Re: [PATCH] Atom: Scheduler improvements for better imul placement

Igor Zamyatin Fri, 20 Apr 2012 05:05:18 -0700

On Tue, Apr 17, 2012 at 12:27 AM, Igor Zamyatin <izamya...@gmail.com> wrote:
> On Fri, Apr 13, 2012 at 4:20 PM, Andrey Belevantsev <a...@ispras.ru> wrote:
>> On 13.04.2012 14:18, Igor Zamyatin wrote:
>>>
>>> On Thu, Apr 12, 2012 at 5:01 PM, Andrey Belevantsev<a...@ispras.ru>
>>>  wrote:
>>>>
>>>> On 12.04.2012 16:38, Richard Guenther wrote:
>>>>>
>>>>>
>>>>> On Thu, Apr 12, 2012 at 2:36 PM, Igor Zamyatin<izamya...@gmail.com>
>>>>>  wrote:
>>>>>>
>>>>>>
>>>>>> On Thu, Apr 12, 2012 at 4:24 PM, Richard Guenther
>>>>>> <richard.guent...@gmail.com>    wrote:
>>>>>>>
>>>>>>>
>>>>>>> On Thu, Apr 12, 2012 at 2:00 PM, Alexander Monakov<amona...@ispras.ru>
>>>>>>>  wrote:
>>>>>>>>
>>>>>>>>
>>>>>>>>
>>>>>>>>> Can atom execute two IMUL in parallel?  Or what exactly is the
>>>>>>>>> pipeline
>>>>>>>>> behavior?
>>>>>>>>
>>>>>>>>
>>>>>>>>
>>>>>>>> As I understand from Intel's optimization reference manual, the
>>>>>>>> behavior is as
>>>>>>>> follows: if the instruction immediately following IMUL has shorter
>>>>>>>> latency,
>>>>>>>> execution is stalled for 4 cycles (which is IMUL's latency);
>>>>>>>> otherwise,
>>>>>>>> a
>>>>>>>> 4-or-more cycles latency instruction can be issued after IMUL without
>>>>>>>> a
>>>>>>>> stall.
>>>>>>>> In other words, IMUL is pipelined with respect to other long-latency
>>>>>>>> instructions, but not to short-latency instructions.
>>>>>>>
>>>>>>>
>>>>>>>
>>>>>>> It seems to be modeled in the pipeline description though:
>>>>>>>
>>>>>>> ;;; imul insn has 5 cycles latency
>>>>>>> (define_reservation "atom-imul-32"
>>>>>>>                    "atom-imul-1, atom-imul-2, atom-imul-3,
>>>>>>> atom-imul-4,
>>>>>>>                     atom-port-0")
>>>>>>>
>>>>>>> ;;; imul instruction excludes other non-FP instructions.
>>>>>>> (exclusion_set "atom-eu-0, atom-eu-1"
>>>>>>>               "atom-imul-1, atom-imul-2, atom-imul-3, atom-imul-4")
>>>>>>>
>>>>>>
>>>>>> The main idea is quite simple:
>>>>>>
>>>>>> If we are going to schedule IMUL instruction (it is on the top of
>>>>>> ready list) we try to find out producer of other (independent) IMUL
>>>>>> instruction that is in ready list too.
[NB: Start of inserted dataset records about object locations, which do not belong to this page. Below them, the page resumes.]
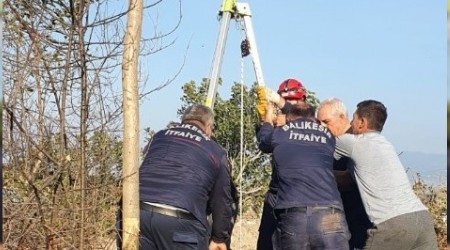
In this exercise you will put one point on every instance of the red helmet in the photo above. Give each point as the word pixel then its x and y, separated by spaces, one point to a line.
pixel 292 89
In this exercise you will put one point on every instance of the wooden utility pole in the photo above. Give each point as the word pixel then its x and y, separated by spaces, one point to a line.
pixel 130 198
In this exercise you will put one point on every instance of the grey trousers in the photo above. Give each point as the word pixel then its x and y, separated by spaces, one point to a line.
pixel 412 231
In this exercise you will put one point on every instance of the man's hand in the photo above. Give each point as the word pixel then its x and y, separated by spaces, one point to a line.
pixel 272 96
pixel 217 246
pixel 261 102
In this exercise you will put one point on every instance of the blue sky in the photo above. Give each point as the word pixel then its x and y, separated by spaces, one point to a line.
pixel 391 51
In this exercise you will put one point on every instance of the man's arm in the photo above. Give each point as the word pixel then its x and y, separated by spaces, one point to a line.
pixel 344 180
pixel 344 145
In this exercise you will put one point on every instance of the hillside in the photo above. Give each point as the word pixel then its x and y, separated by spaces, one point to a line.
pixel 431 167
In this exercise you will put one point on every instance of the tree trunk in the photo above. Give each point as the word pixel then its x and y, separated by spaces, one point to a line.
pixel 130 203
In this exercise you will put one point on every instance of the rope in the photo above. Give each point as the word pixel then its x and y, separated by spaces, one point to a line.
pixel 241 167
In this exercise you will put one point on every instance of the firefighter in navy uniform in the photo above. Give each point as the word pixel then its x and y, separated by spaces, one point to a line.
pixel 183 171
pixel 308 207
pixel 292 91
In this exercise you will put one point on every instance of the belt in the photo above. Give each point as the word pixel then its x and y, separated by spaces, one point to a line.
pixel 304 209
pixel 165 211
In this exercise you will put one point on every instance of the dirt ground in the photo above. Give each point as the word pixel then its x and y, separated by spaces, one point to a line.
pixel 245 233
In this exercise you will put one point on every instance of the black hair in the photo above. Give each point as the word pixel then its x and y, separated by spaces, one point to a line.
pixel 374 111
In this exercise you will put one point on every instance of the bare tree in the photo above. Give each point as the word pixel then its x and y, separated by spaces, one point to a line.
pixel 63 121
pixel 131 126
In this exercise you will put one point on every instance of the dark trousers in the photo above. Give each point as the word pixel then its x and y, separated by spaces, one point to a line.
pixel 323 229
pixel 159 231
pixel 267 228
pixel 358 224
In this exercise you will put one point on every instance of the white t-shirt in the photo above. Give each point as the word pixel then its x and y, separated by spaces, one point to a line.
pixel 382 180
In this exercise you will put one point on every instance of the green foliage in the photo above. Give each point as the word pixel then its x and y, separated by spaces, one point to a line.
pixel 227 115
pixel 435 198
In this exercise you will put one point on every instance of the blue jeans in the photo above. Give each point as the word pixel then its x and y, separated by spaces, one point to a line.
pixel 324 229
pixel 159 231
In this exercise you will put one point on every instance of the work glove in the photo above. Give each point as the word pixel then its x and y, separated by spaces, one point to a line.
pixel 272 96
pixel 261 102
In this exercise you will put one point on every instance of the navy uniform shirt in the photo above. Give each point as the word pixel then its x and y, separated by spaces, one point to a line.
pixel 302 152
pixel 186 169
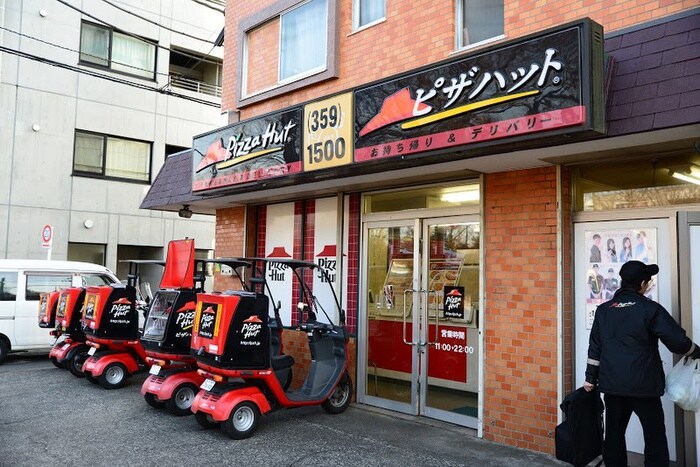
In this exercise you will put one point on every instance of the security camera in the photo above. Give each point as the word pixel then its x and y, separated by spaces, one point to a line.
pixel 185 212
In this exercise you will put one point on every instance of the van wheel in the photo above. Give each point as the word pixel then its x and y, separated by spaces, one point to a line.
pixel 204 420
pixel 4 349
pixel 181 402
pixel 75 362
pixel 340 399
pixel 114 376
pixel 243 420
pixel 153 401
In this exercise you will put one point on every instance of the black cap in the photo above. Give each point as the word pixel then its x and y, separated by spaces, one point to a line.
pixel 636 271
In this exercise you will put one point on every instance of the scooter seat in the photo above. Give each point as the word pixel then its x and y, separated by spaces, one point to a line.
pixel 281 362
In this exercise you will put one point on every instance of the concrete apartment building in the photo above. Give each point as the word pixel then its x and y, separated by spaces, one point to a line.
pixel 94 96
pixel 514 153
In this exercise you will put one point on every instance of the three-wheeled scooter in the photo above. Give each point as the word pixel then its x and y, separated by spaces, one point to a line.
pixel 111 324
pixel 73 351
pixel 231 342
pixel 47 320
pixel 173 380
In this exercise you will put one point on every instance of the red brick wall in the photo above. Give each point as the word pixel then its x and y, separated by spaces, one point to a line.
pixel 263 56
pixel 520 319
pixel 420 32
pixel 567 248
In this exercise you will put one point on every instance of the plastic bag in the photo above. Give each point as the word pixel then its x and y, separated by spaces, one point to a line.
pixel 683 384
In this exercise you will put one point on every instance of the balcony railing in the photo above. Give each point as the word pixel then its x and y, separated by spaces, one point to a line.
pixel 194 85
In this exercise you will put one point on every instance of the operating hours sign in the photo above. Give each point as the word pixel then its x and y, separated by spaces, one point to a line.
pixel 328 132
pixel 46 236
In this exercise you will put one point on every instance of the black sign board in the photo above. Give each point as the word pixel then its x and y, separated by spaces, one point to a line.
pixel 208 320
pixel 453 303
pixel 549 83
pixel 257 149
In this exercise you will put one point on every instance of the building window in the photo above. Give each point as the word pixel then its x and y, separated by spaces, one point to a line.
pixel 289 45
pixel 368 12
pixel 117 51
pixel 303 40
pixel 38 284
pixel 8 286
pixel 111 157
pixel 478 21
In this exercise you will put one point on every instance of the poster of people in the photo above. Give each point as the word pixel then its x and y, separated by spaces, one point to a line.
pixel 606 252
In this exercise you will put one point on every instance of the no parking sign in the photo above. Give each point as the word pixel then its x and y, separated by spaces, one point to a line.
pixel 46 236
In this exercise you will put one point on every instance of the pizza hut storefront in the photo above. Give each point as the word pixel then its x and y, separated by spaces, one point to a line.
pixel 426 198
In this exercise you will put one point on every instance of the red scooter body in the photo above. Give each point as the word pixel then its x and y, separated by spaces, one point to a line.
pixel 173 380
pixel 231 341
pixel 72 352
pixel 110 322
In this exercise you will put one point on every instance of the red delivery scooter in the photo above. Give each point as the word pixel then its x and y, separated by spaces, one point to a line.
pixel 111 324
pixel 47 319
pixel 73 351
pixel 173 380
pixel 231 342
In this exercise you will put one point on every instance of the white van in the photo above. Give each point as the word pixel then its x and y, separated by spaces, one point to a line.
pixel 21 282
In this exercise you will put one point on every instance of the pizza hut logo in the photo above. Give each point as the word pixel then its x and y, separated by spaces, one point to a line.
pixel 185 319
pixel 251 331
pixel 327 261
pixel 453 300
pixel 120 308
pixel 207 319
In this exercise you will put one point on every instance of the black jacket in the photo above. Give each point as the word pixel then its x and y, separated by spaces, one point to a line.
pixel 623 351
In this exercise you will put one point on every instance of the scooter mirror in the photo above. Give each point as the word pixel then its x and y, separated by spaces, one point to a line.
pixel 146 292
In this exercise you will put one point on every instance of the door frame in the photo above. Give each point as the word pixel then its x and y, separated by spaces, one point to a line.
pixel 419 220
pixel 687 445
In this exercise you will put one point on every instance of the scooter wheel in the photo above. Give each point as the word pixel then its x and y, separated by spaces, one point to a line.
pixel 341 397
pixel 113 376
pixel 153 401
pixel 204 421
pixel 181 402
pixel 75 362
pixel 243 420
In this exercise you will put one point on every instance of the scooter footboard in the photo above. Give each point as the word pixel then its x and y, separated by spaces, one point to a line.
pixel 219 406
pixel 59 351
pixel 163 386
pixel 96 365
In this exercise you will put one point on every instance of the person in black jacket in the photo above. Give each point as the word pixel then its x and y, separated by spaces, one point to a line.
pixel 624 362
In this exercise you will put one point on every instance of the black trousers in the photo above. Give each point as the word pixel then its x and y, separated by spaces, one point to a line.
pixel 618 410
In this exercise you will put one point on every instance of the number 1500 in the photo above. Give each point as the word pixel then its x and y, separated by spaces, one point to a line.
pixel 326 151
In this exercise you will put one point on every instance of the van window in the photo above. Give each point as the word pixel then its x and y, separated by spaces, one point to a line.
pixel 37 283
pixel 96 279
pixel 8 286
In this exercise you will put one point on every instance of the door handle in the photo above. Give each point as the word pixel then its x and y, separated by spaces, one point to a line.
pixel 437 316
pixel 406 293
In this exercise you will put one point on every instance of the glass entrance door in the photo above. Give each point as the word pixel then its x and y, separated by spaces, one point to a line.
pixel 421 318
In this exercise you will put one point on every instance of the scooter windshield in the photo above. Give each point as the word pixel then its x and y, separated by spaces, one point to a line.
pixel 156 323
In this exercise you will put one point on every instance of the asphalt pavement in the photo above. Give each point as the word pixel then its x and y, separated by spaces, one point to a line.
pixel 48 417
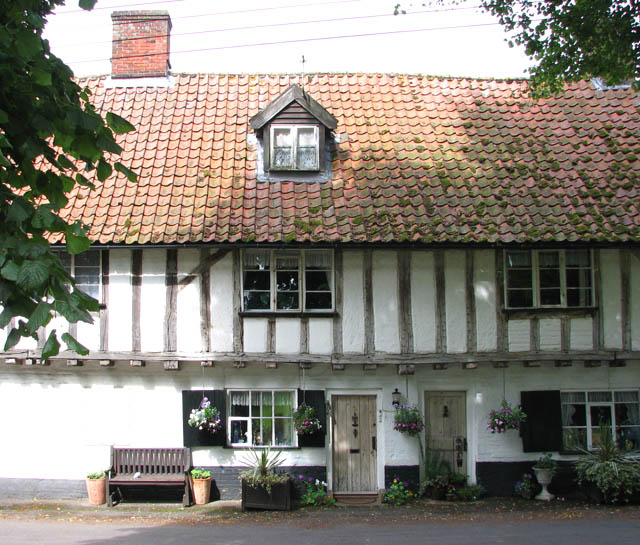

The goal is try to schedule
>>>>>> such a producer to get another IMUL in ready list and get scheduling
>>>>>> of 2 successive IMUL instructions.
>>>>>
>>>>>
>>>>>
>>>>> Why does that not happen without your patch?  Does it never happen
>>>>> without
>>>>> your patch or does it merely not happen for one EEMBC benchmark (can
>>>>> you provide a testcase?)?
>>>>
>>>>
>>>>
>>>> It does not happen because the scheduler by itself does not do such
>>>> specific
>>>> reordering.  That said, it is easy to imagine the cases where this patch
>>>> will make things worse rather than better.
>>>>
>>>> Igor, why not try different subtler mechanisms like adjust_priority,
>>>> which
>>>> is get called when an insn is added to the ready list?  E.g. increase the
>>>> producer's priority.
>>>>
>>>> The patch as is misses checks for NONDEBUG_INSN_P.  Also, why bail out
>>>> when
>>>> you have more than one imul in the ready list?  Don't you want to bump
>>>> the
>>>> priority of the other imul found?
>>>
>>>
>>> Could you provide some examples when this patch would harm the
>>> performance?
>>
>>
>> I thought of the cases when the other ready insns can fill up the hole and
>> that would be more beneficial because e.g. they would be on more critical
>> paths than the producer of your second imul.  I don't know enough of Atom to
>> give an example -- maybe some long divisions?
>>
>>
>>>
>>> Sched_reorder was chosen since it is used in other ports and looks
>>> most suitable for such case, e.g. it provides access to the whole
>>> ready list.
>>> BTW, just increasing producer's priority seems to be more risky in
>>> performance sense - we can incorrectly start delaying some
>>> instructions.
>>
>>
>> Yes, but exactly because of the above example you can start incorrectly
>> delaying other insns, too, as you force the insn to be the first in the
>> list.  While bumping priority still leaves the scheduler sorting heuristics
>> in place and actually lowers that risk.
>>
>>>
>>> Thought ready list doesn't contain DEBUG_INSN... Is it so? If it
>>> contains them - this could be added easily
>>
>>
>> It does, but I'm not sure the sched_reorder hook gets them or they are
>> immediately removed -- I saw similar checks in one of the targets' hooks.
>
> Done with DEBUG_INSN, also 1-imul limit was removed. Patch attached
>
>>
>> Anyways, my main thought was that it is better to test on more benchmarks to
>> alleviate the above concerns, so as long as the i386 maintainers are happy,
>> I don't see major problems here.  A good idea could be to generalize the
>> patch to handle other long latency insns as second consumers, not only
>> imuls, if this is relevant for Atom.
>
> Yes, generalization of this approach is in plans. According to Atom
> Software optimization guide there are several headrooms left here.
> As for trying on more benchmarks - the particular case is indeed quite
> rare. I attached the example
> where patch helps to group imuls in pairs which is profitable for
> Atom. Such and similar codes are not very common.
> But hopefully this approach could help avoid this and other glassjaws.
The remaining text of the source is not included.